On the global economy, he stated that political and policy risks such as an escalation of trade tensions or a no-deal Brexit, could affect market sentiments and lead to a spike in risk aversion. He advised that amid rising downside risks to global growth, policymakers should aim to avoid a sharper economic slowdown, while keeping financial vulnerabilities in check.
“Policymakers should clearly communicate any reassessment of the monetary policy stance that reflects either changes in the economic outlook or risks surrounding the outlook. This will help avoid unnecessary swings in financial markets or unduly compressed market volatility.
“In countries with high or rising financial vulnerabilities, policymakers should proactively deploy prudential tools or expand their macro prudential toolkits where needed. These countries would benefit from activating or tightening broad-based macro prudential measures, such as countercyclical capital buffers, to increase the financial system’s resilience,” Mr Adrian added.
In addition, he pointed out that efforts should also focus on developing prudential tools to address rising corporate debt from non-banking financial intermediaries and maturity and liquidity mismatches in the non-banking sector. Mr Adrian said regulators should also ensure that more comprehensive stress tests, that include macro-financial feedback effects, are conducted for banks and non-bank lenders.
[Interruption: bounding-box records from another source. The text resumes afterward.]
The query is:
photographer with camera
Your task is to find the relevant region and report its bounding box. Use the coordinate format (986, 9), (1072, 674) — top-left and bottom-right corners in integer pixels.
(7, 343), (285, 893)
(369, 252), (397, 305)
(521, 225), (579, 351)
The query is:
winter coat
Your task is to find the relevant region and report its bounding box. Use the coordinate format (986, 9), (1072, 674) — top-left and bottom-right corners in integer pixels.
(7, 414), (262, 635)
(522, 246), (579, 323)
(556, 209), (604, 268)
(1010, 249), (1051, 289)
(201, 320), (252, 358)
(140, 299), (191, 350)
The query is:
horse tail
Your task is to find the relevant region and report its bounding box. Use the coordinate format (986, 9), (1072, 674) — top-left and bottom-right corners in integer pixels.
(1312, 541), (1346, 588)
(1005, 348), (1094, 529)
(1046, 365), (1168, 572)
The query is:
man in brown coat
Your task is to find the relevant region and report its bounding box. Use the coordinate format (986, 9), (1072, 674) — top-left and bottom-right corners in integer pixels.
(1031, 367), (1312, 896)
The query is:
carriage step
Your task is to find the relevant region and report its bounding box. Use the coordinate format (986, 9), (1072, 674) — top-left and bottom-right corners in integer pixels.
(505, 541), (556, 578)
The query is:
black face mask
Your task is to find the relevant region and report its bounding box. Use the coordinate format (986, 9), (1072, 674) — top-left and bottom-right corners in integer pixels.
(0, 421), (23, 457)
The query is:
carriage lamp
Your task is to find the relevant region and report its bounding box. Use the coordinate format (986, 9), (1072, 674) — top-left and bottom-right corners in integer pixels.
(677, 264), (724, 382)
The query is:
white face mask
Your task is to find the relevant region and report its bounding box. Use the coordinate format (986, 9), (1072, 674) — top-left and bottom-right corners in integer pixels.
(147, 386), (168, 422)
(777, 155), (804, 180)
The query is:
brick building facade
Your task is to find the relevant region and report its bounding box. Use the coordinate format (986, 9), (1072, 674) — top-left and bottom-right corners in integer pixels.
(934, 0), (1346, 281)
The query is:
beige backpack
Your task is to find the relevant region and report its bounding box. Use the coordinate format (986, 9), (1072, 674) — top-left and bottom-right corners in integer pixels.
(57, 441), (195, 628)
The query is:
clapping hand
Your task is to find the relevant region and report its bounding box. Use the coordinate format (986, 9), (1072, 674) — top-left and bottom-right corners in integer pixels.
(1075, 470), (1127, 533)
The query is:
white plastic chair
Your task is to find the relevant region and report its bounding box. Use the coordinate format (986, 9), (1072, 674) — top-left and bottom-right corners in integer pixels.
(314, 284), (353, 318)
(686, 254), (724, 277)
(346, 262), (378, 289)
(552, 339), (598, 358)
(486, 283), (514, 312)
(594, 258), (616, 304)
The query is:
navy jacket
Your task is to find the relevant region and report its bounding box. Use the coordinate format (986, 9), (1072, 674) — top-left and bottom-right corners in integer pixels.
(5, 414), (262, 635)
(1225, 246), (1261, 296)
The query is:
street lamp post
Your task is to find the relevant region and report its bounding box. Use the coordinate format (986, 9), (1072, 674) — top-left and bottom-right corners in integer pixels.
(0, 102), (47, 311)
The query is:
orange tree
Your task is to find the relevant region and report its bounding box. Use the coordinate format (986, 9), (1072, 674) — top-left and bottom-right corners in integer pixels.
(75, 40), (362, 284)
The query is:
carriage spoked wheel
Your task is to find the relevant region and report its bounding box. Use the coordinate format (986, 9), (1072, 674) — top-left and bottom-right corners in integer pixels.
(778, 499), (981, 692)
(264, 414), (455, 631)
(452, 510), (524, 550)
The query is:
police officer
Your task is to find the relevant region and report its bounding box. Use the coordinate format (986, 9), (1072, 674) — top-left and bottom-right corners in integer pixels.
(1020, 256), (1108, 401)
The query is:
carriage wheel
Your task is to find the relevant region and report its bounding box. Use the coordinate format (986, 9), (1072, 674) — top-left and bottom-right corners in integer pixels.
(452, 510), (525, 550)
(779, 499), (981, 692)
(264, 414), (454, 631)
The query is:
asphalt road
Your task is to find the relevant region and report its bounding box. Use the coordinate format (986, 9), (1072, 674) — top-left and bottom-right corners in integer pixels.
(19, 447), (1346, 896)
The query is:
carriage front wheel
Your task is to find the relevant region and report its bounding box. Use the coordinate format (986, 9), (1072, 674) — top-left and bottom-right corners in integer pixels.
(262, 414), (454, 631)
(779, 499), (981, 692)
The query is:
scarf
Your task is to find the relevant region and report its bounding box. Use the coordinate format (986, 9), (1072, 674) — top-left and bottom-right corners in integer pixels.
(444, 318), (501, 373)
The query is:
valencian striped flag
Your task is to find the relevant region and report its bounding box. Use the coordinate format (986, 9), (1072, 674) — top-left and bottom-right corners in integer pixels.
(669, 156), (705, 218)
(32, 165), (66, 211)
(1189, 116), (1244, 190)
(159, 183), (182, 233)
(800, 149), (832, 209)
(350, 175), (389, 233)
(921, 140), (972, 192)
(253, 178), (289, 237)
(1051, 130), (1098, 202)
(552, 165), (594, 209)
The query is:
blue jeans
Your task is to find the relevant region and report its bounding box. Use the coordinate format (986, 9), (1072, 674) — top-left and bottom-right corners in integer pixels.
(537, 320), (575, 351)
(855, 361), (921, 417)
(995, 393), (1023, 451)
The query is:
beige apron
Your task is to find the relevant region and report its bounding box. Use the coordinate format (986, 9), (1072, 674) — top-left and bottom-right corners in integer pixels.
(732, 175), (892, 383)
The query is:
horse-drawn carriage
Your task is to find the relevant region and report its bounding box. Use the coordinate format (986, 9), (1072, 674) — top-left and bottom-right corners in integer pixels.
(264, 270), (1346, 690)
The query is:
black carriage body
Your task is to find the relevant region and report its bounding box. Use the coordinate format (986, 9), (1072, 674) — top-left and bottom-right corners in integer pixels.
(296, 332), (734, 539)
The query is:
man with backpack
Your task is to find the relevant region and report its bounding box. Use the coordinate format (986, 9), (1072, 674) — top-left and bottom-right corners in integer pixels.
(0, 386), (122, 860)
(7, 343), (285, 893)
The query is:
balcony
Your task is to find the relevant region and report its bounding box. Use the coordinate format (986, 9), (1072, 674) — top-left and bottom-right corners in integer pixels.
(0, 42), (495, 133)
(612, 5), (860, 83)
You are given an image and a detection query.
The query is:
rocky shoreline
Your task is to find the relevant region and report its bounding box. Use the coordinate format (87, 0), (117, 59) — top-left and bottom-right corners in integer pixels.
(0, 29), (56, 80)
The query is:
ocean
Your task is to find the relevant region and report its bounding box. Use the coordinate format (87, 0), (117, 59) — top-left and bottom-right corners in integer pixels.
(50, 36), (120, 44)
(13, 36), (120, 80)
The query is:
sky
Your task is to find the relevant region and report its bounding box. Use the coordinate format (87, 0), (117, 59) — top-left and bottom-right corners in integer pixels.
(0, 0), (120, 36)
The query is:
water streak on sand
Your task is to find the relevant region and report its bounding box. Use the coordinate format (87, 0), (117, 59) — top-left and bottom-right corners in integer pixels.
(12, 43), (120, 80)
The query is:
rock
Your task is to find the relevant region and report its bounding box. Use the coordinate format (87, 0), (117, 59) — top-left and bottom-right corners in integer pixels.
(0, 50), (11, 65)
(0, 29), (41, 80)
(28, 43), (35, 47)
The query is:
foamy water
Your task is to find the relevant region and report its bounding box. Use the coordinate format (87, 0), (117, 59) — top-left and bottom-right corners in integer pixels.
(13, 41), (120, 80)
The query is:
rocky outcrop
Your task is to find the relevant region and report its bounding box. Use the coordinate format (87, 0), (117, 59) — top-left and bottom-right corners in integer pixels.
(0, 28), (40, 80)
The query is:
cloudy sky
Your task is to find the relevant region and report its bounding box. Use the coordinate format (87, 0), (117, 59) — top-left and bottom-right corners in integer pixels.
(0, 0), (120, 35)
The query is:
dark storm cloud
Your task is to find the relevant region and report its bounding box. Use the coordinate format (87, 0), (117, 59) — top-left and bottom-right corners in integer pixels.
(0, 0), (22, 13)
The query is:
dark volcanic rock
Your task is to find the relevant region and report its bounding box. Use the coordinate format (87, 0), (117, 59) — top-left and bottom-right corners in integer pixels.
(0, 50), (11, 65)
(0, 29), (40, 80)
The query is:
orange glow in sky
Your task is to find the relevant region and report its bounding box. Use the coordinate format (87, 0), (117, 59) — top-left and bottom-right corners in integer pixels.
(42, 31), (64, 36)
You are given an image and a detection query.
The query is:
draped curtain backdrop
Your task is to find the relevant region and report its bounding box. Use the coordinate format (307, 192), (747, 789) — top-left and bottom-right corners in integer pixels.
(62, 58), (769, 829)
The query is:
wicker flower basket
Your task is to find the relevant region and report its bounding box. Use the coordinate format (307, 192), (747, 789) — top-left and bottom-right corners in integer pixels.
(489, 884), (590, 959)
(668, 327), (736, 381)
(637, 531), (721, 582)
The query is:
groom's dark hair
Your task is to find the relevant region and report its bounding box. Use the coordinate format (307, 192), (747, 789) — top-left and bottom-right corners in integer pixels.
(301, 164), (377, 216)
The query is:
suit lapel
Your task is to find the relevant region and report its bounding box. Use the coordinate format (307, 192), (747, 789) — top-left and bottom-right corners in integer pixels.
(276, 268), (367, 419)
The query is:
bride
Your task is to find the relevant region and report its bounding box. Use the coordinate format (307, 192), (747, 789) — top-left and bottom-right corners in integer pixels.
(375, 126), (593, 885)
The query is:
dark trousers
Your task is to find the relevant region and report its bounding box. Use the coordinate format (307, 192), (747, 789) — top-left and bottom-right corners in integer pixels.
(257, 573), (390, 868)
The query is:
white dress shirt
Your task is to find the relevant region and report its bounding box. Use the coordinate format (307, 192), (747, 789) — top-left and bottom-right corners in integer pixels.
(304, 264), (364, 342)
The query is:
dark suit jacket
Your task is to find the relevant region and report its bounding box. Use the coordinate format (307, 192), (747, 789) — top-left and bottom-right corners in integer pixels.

“Emerging market economies should ensure resilience against foreign portfolio outflows by reducing excessive external liabilities, cutting reliance on short-term debt and maintaining adequate fiscal and foreign exchange reserve buffers. Looking ahead, there is a risk that positive investor sentiment could deteriorate abruptly, leading to a sharp tightening of financial conditions,” Mr Adrian added.